Prevention is better than cure. The cause of the many security incidents is explained by the lack of consideration of security during the design phase of a product. Functionality is leading. Followed by technical requirements, usually aimed at matters such as scalability and availability. A design review ensures that security and privacy are included in the functional and technical requirements of an IT-infrastructure and/or (web) application.
“The product has been designed from the ground up to be secure and safeguard privacy”
Security and privacy by design are legal requirements. It means that software has been designed from the ground up to be secure and safeguard privacy. In a time of rapid technological developments, constantly moving markets and changing laws and regulations, a design review is an important tool for security and privacy by design.
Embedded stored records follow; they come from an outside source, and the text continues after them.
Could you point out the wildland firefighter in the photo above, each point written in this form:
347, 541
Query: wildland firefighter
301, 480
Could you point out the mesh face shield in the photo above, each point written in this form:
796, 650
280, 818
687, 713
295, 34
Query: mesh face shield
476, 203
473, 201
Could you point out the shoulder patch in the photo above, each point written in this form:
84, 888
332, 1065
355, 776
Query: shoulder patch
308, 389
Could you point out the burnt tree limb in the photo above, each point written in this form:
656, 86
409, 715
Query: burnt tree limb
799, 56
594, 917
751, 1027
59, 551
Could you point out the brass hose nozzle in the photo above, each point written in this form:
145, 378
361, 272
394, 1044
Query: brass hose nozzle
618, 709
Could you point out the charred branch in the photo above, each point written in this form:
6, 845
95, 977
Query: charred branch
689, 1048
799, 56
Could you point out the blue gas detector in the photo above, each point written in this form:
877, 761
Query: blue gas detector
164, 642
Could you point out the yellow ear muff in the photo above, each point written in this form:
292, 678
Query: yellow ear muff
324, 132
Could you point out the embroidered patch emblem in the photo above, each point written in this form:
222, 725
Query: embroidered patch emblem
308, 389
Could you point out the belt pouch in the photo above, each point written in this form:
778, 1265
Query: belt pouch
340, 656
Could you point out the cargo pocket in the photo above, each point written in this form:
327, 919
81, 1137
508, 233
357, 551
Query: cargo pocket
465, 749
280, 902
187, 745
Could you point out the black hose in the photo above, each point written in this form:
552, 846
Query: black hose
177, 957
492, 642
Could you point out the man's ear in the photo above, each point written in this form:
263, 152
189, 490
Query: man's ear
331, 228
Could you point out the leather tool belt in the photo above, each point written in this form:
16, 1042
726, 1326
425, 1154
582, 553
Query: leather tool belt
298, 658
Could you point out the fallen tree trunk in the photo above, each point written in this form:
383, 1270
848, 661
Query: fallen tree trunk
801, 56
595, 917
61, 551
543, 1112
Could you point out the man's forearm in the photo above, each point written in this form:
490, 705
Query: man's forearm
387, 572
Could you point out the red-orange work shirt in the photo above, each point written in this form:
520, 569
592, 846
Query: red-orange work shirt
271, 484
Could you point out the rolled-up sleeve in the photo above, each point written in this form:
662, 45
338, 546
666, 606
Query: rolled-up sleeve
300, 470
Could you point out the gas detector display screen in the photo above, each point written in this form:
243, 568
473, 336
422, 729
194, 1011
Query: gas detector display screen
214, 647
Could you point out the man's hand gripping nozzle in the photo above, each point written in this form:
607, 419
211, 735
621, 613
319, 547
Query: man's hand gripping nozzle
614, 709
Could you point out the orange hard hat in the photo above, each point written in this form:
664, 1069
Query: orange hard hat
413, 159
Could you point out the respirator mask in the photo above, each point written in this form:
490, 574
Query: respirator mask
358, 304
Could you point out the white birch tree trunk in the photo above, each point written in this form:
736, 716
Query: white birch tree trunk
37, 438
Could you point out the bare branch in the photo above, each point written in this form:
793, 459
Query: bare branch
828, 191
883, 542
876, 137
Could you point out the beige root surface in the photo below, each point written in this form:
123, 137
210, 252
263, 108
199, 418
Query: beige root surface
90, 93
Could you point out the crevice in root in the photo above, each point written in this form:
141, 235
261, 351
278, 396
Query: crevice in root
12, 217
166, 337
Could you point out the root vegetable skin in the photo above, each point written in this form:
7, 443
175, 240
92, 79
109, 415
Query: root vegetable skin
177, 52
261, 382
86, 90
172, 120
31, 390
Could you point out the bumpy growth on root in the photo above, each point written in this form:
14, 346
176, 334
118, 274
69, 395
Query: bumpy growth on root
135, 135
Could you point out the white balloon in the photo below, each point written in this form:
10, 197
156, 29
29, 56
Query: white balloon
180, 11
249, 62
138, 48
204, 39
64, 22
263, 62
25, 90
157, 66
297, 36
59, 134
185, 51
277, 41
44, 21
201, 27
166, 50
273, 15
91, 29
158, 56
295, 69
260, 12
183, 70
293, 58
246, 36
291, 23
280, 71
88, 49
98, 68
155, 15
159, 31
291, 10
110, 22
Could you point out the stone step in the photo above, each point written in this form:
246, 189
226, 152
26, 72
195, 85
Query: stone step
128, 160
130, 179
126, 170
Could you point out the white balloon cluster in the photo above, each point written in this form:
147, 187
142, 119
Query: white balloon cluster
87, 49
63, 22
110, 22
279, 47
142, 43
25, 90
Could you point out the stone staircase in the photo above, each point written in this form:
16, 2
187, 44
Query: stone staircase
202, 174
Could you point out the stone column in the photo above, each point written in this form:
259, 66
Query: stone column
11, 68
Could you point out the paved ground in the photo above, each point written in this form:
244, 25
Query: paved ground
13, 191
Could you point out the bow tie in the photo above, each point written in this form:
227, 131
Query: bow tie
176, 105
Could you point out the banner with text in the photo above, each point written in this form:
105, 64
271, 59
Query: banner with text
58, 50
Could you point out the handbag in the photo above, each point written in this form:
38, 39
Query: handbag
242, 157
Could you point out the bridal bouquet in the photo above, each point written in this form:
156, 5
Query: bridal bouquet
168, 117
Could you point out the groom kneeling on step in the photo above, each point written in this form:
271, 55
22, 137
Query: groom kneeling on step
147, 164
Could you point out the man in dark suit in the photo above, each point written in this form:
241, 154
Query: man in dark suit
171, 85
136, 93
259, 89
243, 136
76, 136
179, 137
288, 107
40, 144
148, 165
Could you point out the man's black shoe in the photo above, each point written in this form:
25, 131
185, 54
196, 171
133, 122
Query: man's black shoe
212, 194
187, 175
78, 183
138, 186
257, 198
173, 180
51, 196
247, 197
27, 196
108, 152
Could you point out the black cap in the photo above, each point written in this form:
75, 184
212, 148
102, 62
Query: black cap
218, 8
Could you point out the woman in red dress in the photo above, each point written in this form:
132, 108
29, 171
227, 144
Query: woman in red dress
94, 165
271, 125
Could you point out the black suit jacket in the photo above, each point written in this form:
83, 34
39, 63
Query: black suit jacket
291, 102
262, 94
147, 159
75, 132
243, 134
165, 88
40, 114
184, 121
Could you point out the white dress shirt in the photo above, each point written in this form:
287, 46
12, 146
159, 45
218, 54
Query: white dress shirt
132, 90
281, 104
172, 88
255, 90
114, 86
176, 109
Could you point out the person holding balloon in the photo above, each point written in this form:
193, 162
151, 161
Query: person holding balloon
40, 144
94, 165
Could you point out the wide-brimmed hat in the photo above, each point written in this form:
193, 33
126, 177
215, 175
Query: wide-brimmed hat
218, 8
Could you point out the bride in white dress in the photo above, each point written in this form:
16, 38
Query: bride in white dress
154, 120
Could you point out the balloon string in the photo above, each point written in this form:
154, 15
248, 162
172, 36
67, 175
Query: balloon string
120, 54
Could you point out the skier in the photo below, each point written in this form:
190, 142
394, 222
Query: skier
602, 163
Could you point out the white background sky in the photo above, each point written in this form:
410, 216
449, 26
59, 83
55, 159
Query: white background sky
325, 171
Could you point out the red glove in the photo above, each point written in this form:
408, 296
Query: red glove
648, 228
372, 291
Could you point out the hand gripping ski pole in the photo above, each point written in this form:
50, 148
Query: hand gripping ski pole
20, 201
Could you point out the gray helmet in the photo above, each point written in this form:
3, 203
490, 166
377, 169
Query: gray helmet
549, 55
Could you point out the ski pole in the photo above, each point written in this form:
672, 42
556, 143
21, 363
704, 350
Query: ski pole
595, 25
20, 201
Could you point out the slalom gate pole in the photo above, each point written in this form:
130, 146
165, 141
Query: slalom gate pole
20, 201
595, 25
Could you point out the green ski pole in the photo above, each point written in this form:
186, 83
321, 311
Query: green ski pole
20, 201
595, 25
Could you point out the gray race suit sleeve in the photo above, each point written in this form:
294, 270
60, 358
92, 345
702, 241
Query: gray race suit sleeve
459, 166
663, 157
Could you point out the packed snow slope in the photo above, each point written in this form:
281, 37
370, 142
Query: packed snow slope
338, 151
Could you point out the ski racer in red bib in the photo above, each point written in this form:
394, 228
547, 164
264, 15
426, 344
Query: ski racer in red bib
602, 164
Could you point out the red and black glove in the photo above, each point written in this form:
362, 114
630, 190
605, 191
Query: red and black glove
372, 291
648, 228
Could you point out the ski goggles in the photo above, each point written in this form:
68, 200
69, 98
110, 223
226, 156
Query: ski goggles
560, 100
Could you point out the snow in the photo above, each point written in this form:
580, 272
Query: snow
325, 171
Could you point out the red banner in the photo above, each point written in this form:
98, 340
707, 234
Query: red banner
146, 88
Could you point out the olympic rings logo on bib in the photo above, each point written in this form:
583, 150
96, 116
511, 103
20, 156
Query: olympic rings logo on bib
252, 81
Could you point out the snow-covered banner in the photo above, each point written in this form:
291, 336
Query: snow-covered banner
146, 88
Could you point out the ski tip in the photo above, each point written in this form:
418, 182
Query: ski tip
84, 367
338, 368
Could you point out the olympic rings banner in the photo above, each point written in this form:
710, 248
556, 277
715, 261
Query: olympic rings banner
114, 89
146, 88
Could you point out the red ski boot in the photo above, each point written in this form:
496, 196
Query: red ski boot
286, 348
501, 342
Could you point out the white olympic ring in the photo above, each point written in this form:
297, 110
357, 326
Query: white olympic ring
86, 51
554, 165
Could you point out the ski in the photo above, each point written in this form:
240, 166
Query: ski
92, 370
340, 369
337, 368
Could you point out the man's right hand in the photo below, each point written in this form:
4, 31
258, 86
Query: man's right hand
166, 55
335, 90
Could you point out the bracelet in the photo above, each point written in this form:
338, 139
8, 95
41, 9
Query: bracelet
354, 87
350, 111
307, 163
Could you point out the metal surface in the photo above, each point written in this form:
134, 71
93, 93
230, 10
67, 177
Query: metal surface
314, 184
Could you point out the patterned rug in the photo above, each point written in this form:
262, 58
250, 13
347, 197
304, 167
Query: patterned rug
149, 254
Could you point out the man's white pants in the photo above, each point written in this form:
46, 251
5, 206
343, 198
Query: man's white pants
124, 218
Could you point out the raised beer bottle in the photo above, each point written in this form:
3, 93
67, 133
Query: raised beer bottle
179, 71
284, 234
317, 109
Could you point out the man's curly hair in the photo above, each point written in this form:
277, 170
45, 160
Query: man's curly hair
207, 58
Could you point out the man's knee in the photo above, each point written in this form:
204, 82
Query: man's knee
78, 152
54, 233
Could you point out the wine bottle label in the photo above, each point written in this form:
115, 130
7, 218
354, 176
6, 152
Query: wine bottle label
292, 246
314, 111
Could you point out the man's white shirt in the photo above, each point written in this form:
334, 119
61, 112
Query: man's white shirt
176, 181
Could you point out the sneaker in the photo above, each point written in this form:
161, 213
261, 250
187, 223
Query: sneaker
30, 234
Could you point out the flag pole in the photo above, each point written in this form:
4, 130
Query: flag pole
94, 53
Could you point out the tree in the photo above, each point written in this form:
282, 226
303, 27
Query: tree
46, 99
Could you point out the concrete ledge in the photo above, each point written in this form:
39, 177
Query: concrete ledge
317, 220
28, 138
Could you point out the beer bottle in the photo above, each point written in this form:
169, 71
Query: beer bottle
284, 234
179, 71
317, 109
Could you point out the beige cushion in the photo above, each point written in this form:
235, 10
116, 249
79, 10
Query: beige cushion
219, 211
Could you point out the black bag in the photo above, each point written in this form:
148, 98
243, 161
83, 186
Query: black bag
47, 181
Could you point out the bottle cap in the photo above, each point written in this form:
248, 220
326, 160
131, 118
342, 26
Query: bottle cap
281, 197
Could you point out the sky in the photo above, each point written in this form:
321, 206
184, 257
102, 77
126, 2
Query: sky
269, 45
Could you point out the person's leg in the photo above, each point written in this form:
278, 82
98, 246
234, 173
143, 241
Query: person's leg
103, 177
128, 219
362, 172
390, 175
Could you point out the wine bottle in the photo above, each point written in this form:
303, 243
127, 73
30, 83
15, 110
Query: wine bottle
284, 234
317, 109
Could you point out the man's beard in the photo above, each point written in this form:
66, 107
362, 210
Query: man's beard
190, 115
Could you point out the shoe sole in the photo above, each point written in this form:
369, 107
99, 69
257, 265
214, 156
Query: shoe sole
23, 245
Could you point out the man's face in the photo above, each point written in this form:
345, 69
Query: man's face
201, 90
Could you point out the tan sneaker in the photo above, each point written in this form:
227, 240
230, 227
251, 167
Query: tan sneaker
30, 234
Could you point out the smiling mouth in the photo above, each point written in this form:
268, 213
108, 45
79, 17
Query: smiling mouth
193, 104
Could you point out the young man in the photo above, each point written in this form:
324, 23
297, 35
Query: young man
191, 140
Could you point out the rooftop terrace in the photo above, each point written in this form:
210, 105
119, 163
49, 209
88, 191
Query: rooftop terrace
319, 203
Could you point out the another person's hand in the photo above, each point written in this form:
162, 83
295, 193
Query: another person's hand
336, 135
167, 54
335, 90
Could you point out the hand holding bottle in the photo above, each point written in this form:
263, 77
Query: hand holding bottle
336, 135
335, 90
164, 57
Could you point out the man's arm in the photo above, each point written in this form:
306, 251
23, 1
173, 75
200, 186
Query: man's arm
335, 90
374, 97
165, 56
With a design review, ITsec examines the design of a product, such as a network design or the design of a new application, with several design criteria or security principles in mind. Some of these have already been described in the early seventies of the last century. Examples of these criteria include isolation, safe defaults, segregation of duties and diversity. ITsec translates the criteria into context specific security features and measures to which the design is tested. Context specific means, specific considering the risks of the organization and the product. For measures, consider two-factor authentication with a token, message authentication codes or code signing.
ITsec delivers a concise report with concrete recommendations for security measures to implement or improve. A design review leads to consistent, coherent and future-proof security measures for the product that will make an optimal contribution to the objectives of your organization.